CELL Docs: "Translated" for the common folk

[Acert93]

http://www.tomshardware.com/hardnews/20050825_190713.html

You will want to go to their site to read the entire article.

But here is where Cell's architecture becomes truly unique: No SPE has a view into system memory. In Intel's multicore technology, for instance, all processing cores operate as fully-capable CPUs unto themselves, with equivalent access to system memory whose arbiter is a memory controller looking over the front-side bus. In Cell architecture, only the PowerPC element (PPE) has a view of system memory, and there can be as few as one of these elements within a processor.
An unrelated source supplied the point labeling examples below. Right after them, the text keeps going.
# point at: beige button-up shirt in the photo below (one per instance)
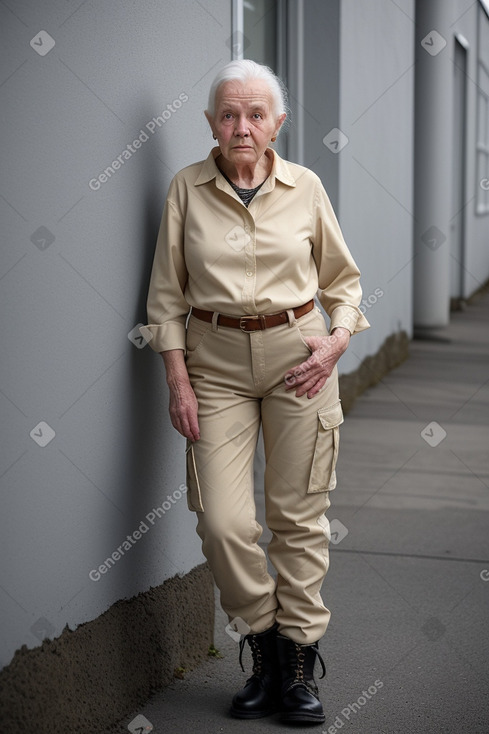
(214, 253)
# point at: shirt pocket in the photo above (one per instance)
(194, 496)
(323, 469)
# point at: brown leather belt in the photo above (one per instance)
(253, 323)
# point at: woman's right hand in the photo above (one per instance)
(183, 403)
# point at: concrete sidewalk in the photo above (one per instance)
(407, 649)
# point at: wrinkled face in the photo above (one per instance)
(243, 122)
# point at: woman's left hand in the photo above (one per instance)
(310, 376)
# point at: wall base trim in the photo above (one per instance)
(87, 679)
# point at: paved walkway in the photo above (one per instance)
(407, 649)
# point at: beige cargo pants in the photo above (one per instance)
(238, 378)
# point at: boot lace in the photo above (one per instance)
(255, 652)
(300, 658)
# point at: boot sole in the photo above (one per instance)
(251, 714)
(303, 718)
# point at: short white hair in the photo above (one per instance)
(245, 70)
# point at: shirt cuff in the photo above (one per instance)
(350, 318)
(162, 337)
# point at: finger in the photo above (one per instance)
(317, 387)
(304, 388)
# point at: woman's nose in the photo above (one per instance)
(242, 128)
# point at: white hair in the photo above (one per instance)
(245, 70)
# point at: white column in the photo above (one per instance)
(433, 163)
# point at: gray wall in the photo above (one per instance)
(472, 22)
(376, 165)
(74, 274)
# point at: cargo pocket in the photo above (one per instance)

The PPE is the only conventional processing element, with complete access to system functions (or sharing that access with another PPE, when present). Those system functions include directing another processing element -- which hasn't been discussed in detail until today -- with the more familiar-sounding name of Memory Interface Controller. The MIC fetches swatches of memory for the SPEs, providing them with a shared, collective "sandbox."
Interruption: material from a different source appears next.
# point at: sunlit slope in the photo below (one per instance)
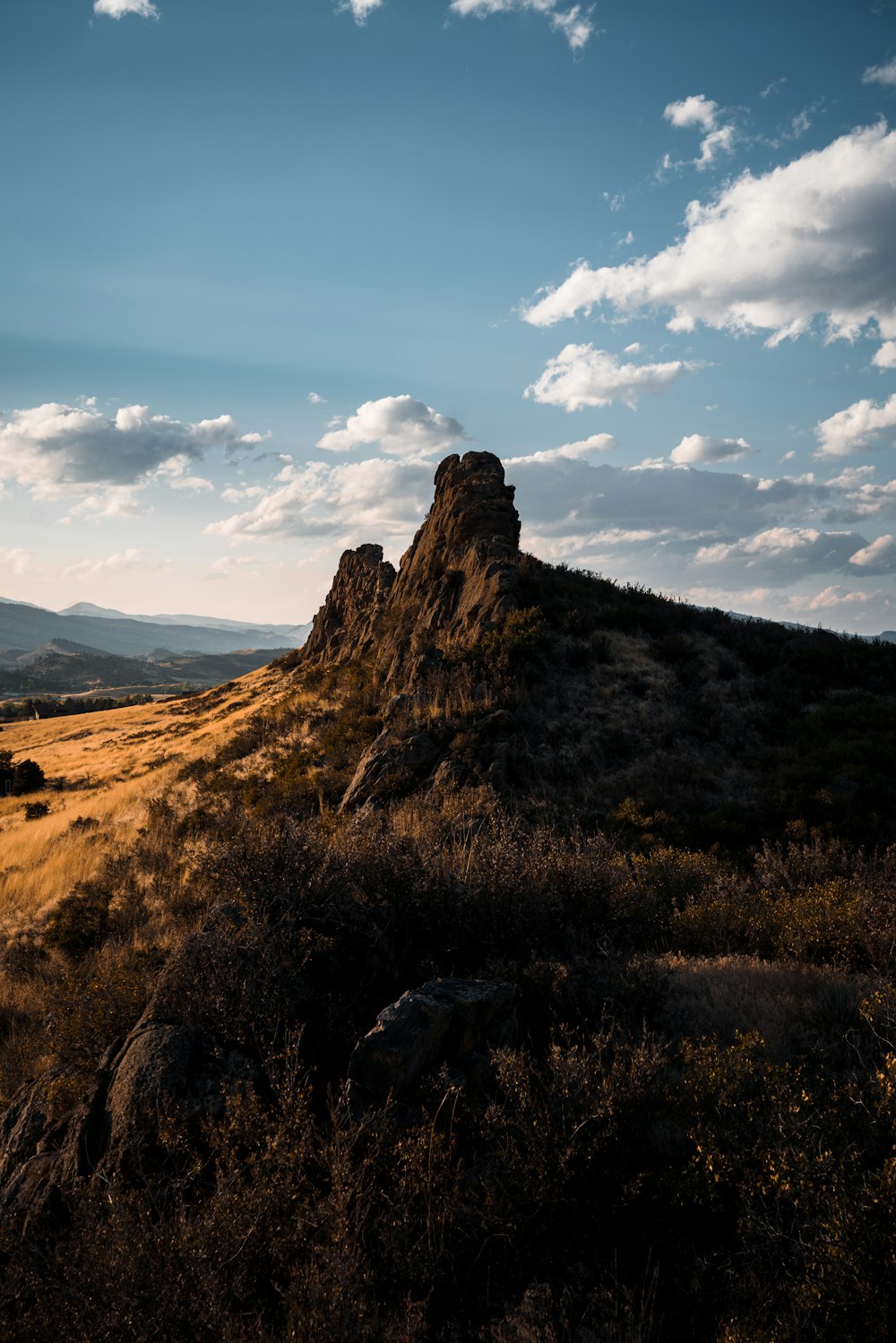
(105, 767)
Here is where cache organization plays a critical role. Each PPE has its own L1 cache, as you might expect, which is not shared with other PPEs. Performance is boosted -- as with the Power processors we've seen to date -- by an L2 cache, the size of which appears not to be limited by the spec. For the SPEs, there is a separate and new type of cache called the SL1. All SPEs within a group share a single SL1 cache. This cache is the only world they know. In conventional caching, the processor addresses data in memory by its absolute address, but caches provide that memory as though it were being provided directly from system RAM. But SPEs are little computers, and the SL1 cache is their system RAM. The memory controller acquires the products of their work like a teacher picking up after her students at the end of class.

Another unique revelation of the Cell 1.0 specification is an apparent second order of element grouping -- or, translated into an Intel context, a "multi-multicore" possibility. A CBEA-compliant processor package can contain groups of PPE elements and separate groups of SPE elements. Judging from the algebra IBM uses to describe the interaction between elements, there need not necessarily be as many PPE groups as SPE groups. This is important because it indicates that grouping isn't necessarily the product of simply sandwiching multiple Cell processors together, although the specification deals entirely with logic and not packaging. It's therefore conceivable that a Cell processor vendor could create multiple performance tiers by integrating any number of SPEs (probably in multiples of two) with one, two, or three PPEs.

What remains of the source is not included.